Лицо Квятковского, вышедшего из-за ширмы, было покрыто испариной, на щеках остывали красные пятна. В руке медикус сжимал стеклянную мензурку. Судя по всему, успокаивал он нервы не только невинной валериановой настойкой.
-- Что вас так расстроило, Казик?
-- А вы видели? Вы видели, что с ними происходит на допросах? Вы считаете, это – нормально?! А потом ваши люди заявляются ко мне и просят… требуют!.. посодействовать, потому что они, видишь ли, не могут работать дальше! Они это работой называют, пан Гивойтос! А вы никак не препятствуете этому.
-- Еще скажи, что ты понятия не имел об этом, -- не поднимая головы, в тон Казику добавил Март.
-- Вы зачем сюда пришли?
-- Казик. Успокойся, Казик.
-- Да в гробу я успокоюсь! И то, если повезет.
Уже не стесняясь никого, Квятковский рывком распахнул двери стеклянного шкафика, достал колбу и чистый лабораторный стакан. Вытащил пробку из притертого стекла. Острый запах спирта шибанул в ноздри.
-- Будете? – не оборачиваясь, спросил Анджея.
-- Не буду. И вам не советую.
-- А как жить, вы мне посоветуете? Или это теперь не в компетенции Гивойтоса?
Руки его тряслись.
-- Пан Квятковский, -- негромко сказал с кушетки Март. – Мне нужна ваша консультация.

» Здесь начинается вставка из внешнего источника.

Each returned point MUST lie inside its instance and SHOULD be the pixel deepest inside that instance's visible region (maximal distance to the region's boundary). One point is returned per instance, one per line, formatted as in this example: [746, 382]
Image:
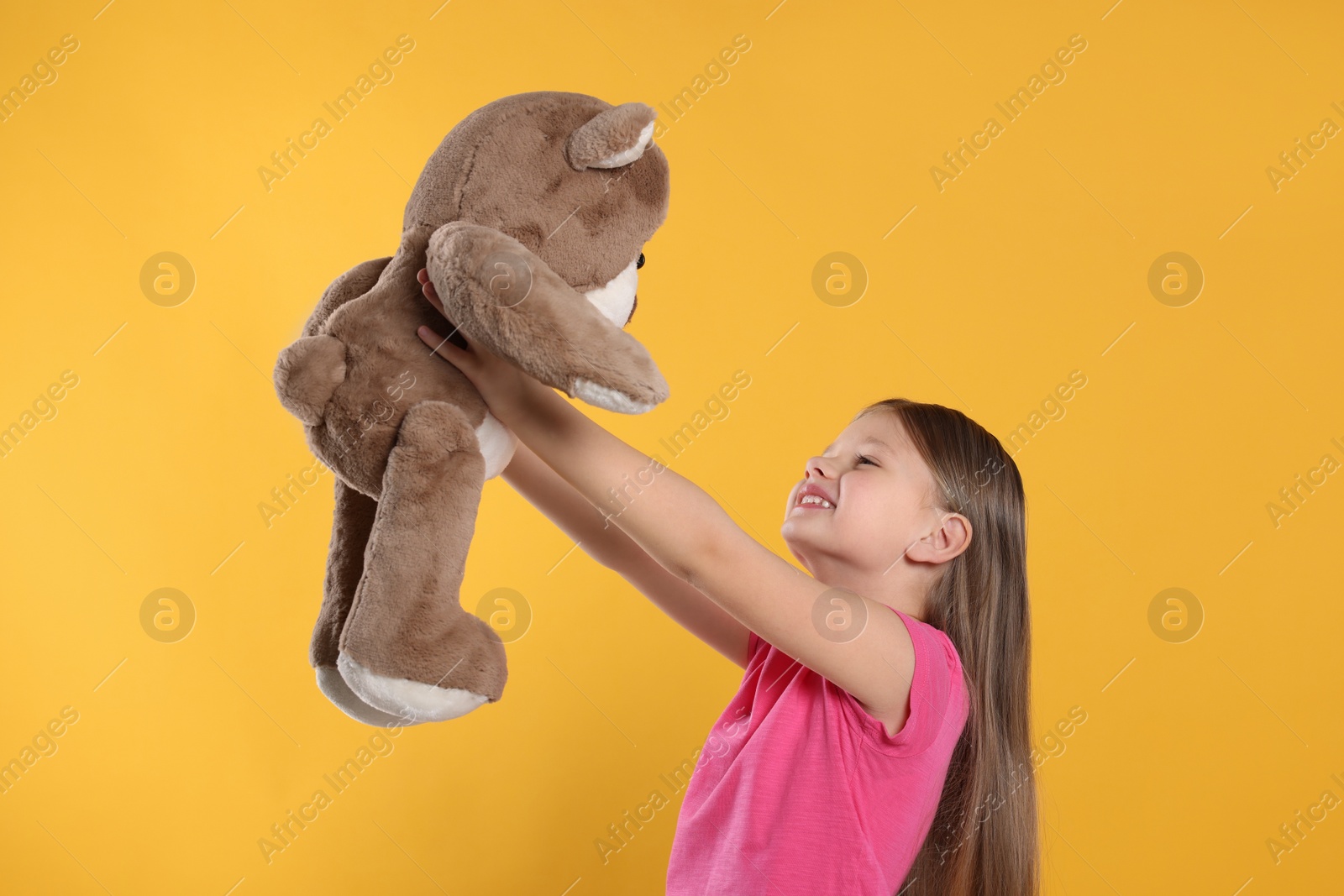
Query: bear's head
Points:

-- Ну, что я могу сказать, Март Янович… вы можете одеваться пока. С точки зрения медицины вы давно мертвы, и даже сам по себе вопрос о том, как вас лечить, выглядит… слегка по-идиотски. Сердцебиение отсутствует, давление тоже, безусловные нервные рефлексы не просматриваются даже на самый непридирчивый взгляд. С другой стороны, активность мозга…

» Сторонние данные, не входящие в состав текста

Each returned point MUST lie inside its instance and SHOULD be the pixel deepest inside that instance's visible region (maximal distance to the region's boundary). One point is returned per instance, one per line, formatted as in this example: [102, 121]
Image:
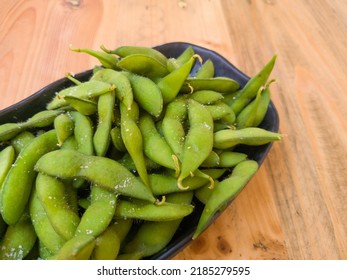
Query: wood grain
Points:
[295, 207]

-- А можно короче? И не этим вашим птичьим языком.
-- Я бы посоветовал вам прийти к исповеди, пан Рушиц. Причем немедленно. Что-то еще?
Пан Казимеж молчал. Мял на груди слабые пальцы. Отводил глаза.
Как-то так получилось, что после того, как Анджей забрал его в Ургале из Ликсненской больнички, принимать роды у Юлии, Квятковский так и остался при Райгарде. Тогда Кравиц честно предупредил его, что служба эта будет далека от того, что в обычном разумении предполагает работа врача. Квятковский согласился после долгих раздумий, и лучше бы Анджей в конце концов ему отказал.
Остался бы в Ликсне, сохранив за собой пост местного венатора Святого Сыска и должность акушера в Ликсненской амбулатории. Местные кобеты были бы просто счастливы – как и местные ведьмы с навами. Потому что венатор из Казика был никакой, и боялся он всякой нечисти до дрожи душевной. Не было в нем того, что отличает людей этой профессии… если то, чем занимаются чины Инквизиции Лишкявы и Шеневальда, можно профессией назвать.
Безрассудства? Слепой веры в Господа, который удержит тебя даже на самом краю бездны, не позволит и волосу упасть с твоей головы? Отчаяния и решимости, которые только единственные и позволяют совершать невозможное, пересекая черту между жизнью и смертью, но все же, все же – оставаясь среди живых.
Анджей не знал.
Он только видел – Казику плохо здесь. И не потому, что теперь его работа сопряжена не столько с тем, чтобы сохранять здоровье живым, сколько врачевать мертвых. Даже узникам в тюрьме полагается врач. Даже те, кто осужден на смертную казнь, могут потребовать визита медикуса. И дело вовсе не в том, чтобы как можно лучше уберечь этих людей для того момента, когда наказание, которого они заслужили, будет над ними исполнено.
Потому что есть такое понятие, как милосердие.
Даже если оно оказалось совершенно позабыто в этих стенах.
-- Если пан Квятковский пожелает, я приму его отставку, -- сказал Анджей, поднимаясь с кушетки.